March 12, 2012

Team of scientists announces ‘birth’ of a baby crystal

A team of scientists has determined the size of the smallest, cubic, lead sulfide cluster that exhibits the same crystal structure as bulk lead sulfide (rock salt). Determining the size of nanoscale and subnanoscale assemblies of atoms or molecules at which they first take on recognizable properties of the same substance in the macroscopic world is an important goal in nanoscience.

Working together, experimental and computational scientists at The Johns Hopkins University and McNeese State University in Louisiana have determined that for lead sulfide, the smallest nanocrystal (cluster) with the same structural (coordination) properties as the bulk occurs when 32 units of lead sulfide, PbS, molecules assemble together. Their results were published in the Journal of Chemical Physics and The Virtual Journal of Nanoscale Science & Technology.

After their calculations made this prediction, the scientists tested it by gently depositing size-selected (PbS)32 clusters onto a graphite surface, where they could easily migrate and merge together to form larger nanoscale structures.

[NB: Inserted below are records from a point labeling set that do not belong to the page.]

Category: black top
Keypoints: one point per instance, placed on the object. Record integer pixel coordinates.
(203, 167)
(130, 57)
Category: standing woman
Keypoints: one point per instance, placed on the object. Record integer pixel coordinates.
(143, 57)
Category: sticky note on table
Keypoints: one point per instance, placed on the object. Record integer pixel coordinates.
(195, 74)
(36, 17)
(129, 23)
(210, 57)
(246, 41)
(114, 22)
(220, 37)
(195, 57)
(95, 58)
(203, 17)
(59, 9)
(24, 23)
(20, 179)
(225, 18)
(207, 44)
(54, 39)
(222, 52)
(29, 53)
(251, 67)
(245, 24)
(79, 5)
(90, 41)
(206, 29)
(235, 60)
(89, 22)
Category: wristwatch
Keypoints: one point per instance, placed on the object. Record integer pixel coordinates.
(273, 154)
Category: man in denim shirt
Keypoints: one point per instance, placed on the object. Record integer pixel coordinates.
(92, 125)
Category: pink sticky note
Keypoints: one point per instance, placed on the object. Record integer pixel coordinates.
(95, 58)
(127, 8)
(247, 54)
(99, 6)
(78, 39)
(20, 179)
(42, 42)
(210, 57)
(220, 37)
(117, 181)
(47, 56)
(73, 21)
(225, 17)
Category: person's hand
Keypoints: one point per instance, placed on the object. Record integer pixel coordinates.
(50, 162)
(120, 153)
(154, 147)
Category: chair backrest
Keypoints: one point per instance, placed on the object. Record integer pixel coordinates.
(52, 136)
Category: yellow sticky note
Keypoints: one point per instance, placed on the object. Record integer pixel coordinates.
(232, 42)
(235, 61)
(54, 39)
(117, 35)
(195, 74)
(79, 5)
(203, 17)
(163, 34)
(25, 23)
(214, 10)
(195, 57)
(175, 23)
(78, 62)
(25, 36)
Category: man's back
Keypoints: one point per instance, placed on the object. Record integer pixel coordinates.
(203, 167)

“By using scanning tunneling microscope images to measure the dimensions of the resultant lead sulfide nanoblocks, we confirmed that (PbS)32 baby crystals had indeed stacked together as predicted by theory,” said Kit Bowen Jr., the E. Emmet Reid Professor in the Department of Chemistry at Johns Hopkins, who worked with his colleague Howard Fairbrother on the project.

Conceptually, these results shed light on how solids are formed. Technologically, these clusters are perhaps the smallest lead sulfide quantum dots, species that may have applications as photovoltaics.

The work was supported by a Department of Energy grant.